U.S. Bankruptcy Judge Steven Rhodes ordered a week-long break in Detroit’s bankruptcy trial on Sept. 16, giving the last major objector to the city’s restructuring plan time to rework its case.

The hearing will be adjourned from Friday and reconvene on Monday, Sept. 29. It was also placed on hiatus last week for three days while the city applied the finishing touches to a settlement with another holdout creditor, Syncora Guarantee Inc.

Syncora formally withdrew its objections to the plan in light of the settlement, leaving Financial Guaranty Insurance Co (FGIC), which has $1.1 billion on the line, to lead the fight against the plan and the questioning of witnesses. The insurer said it needed time to organize its case.

The hearing to determine if the plan is fair and feasible began on Sept. 2 and was expected to stretch through the middle of October.

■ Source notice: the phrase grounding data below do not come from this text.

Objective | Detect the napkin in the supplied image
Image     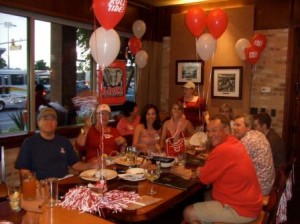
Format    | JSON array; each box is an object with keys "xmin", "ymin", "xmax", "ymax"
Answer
[
  {"xmin": 170, "ymin": 166, "xmax": 193, "ymax": 180},
  {"xmin": 125, "ymin": 195, "xmax": 162, "ymax": 210}
]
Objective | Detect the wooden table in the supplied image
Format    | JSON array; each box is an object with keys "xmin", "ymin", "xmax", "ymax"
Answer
[
  {"xmin": 0, "ymin": 166, "xmax": 204, "ymax": 224},
  {"xmin": 58, "ymin": 169, "xmax": 204, "ymax": 223},
  {"xmin": 0, "ymin": 199, "xmax": 114, "ymax": 224}
]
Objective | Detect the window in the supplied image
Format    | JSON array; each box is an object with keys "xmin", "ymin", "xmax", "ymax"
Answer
[{"xmin": 0, "ymin": 10, "xmax": 136, "ymax": 136}]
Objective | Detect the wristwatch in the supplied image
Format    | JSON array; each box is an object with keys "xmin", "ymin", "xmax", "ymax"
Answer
[{"xmin": 80, "ymin": 128, "xmax": 87, "ymax": 136}]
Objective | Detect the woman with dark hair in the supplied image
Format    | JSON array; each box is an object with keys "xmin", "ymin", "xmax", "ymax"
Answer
[
  {"xmin": 117, "ymin": 101, "xmax": 140, "ymax": 136},
  {"xmin": 133, "ymin": 104, "xmax": 162, "ymax": 154}
]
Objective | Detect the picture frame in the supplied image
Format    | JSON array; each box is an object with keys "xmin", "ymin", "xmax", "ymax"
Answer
[
  {"xmin": 211, "ymin": 66, "xmax": 243, "ymax": 100},
  {"xmin": 176, "ymin": 60, "xmax": 204, "ymax": 84}
]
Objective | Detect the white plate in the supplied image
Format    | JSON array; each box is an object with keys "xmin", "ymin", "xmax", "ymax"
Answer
[
  {"xmin": 126, "ymin": 168, "xmax": 144, "ymax": 175},
  {"xmin": 118, "ymin": 168, "xmax": 145, "ymax": 181},
  {"xmin": 79, "ymin": 169, "xmax": 118, "ymax": 181},
  {"xmin": 118, "ymin": 173, "xmax": 145, "ymax": 182},
  {"xmin": 189, "ymin": 132, "xmax": 208, "ymax": 146},
  {"xmin": 115, "ymin": 156, "xmax": 144, "ymax": 166},
  {"xmin": 161, "ymin": 161, "xmax": 174, "ymax": 168}
]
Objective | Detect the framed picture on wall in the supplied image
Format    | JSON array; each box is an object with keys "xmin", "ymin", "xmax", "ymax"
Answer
[
  {"xmin": 176, "ymin": 60, "xmax": 204, "ymax": 84},
  {"xmin": 211, "ymin": 66, "xmax": 243, "ymax": 100}
]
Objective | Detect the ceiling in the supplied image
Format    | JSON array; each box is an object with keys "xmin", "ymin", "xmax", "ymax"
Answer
[{"xmin": 131, "ymin": 0, "xmax": 229, "ymax": 7}]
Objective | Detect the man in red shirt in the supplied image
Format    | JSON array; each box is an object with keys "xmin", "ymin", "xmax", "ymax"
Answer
[{"xmin": 182, "ymin": 114, "xmax": 263, "ymax": 224}]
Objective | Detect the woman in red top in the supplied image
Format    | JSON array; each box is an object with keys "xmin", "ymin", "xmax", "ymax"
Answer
[
  {"xmin": 177, "ymin": 81, "xmax": 207, "ymax": 130},
  {"xmin": 75, "ymin": 104, "xmax": 127, "ymax": 162}
]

Even with the recess, the judicial process of the largest municipal bankruptcy filing in U.S. history will keep progressing.

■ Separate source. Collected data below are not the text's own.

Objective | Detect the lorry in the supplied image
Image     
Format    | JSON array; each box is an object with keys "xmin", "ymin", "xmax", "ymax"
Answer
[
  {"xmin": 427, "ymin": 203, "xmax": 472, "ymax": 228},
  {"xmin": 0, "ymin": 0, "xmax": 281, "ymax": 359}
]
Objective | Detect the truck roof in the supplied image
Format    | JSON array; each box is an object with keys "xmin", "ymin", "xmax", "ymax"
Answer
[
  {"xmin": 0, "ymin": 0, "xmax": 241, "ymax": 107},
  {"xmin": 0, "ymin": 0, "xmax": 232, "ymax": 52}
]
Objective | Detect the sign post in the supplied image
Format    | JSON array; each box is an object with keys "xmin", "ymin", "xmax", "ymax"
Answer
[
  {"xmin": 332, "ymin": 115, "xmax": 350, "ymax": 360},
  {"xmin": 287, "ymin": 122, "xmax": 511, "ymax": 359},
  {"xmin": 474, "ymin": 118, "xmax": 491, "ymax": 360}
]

Rhodes will hold an evidentiary hearing on Monday on the city’s policy of shutting off water to delinquent bill payers, a program that had stoked protests across the city. After a month-long moratorium on the shutoffs ended, civil rights attorneys filed a class action seeking to halt Detroit’s attempt at reducing a $90 million backlog of unpaid bills and asked Rhodes to issue a temporary restraining order.

Meanwhile, FGIC and other, mostly smaller, objecting creditors must file any objections to the latest version of the plan within the week-long break. They also must complete and post expert reports, and conduct any needed discovery and depositions.

The latest version of Detroit’s plan to restructure its $18 billion in debt and other obligations, released on Tuesday, offers FGIC some of the same terms of the Syncora settlement, which would garner it a 13.9 percent recovery.

FGIC, though, is pushing to monetize or sell the collection of the Detroit Institute of Arts to reap a richer recovery. But if Rhodes approves the plan as it currently stands he could impose its terms on FGIC in what is known as a “cramdown.”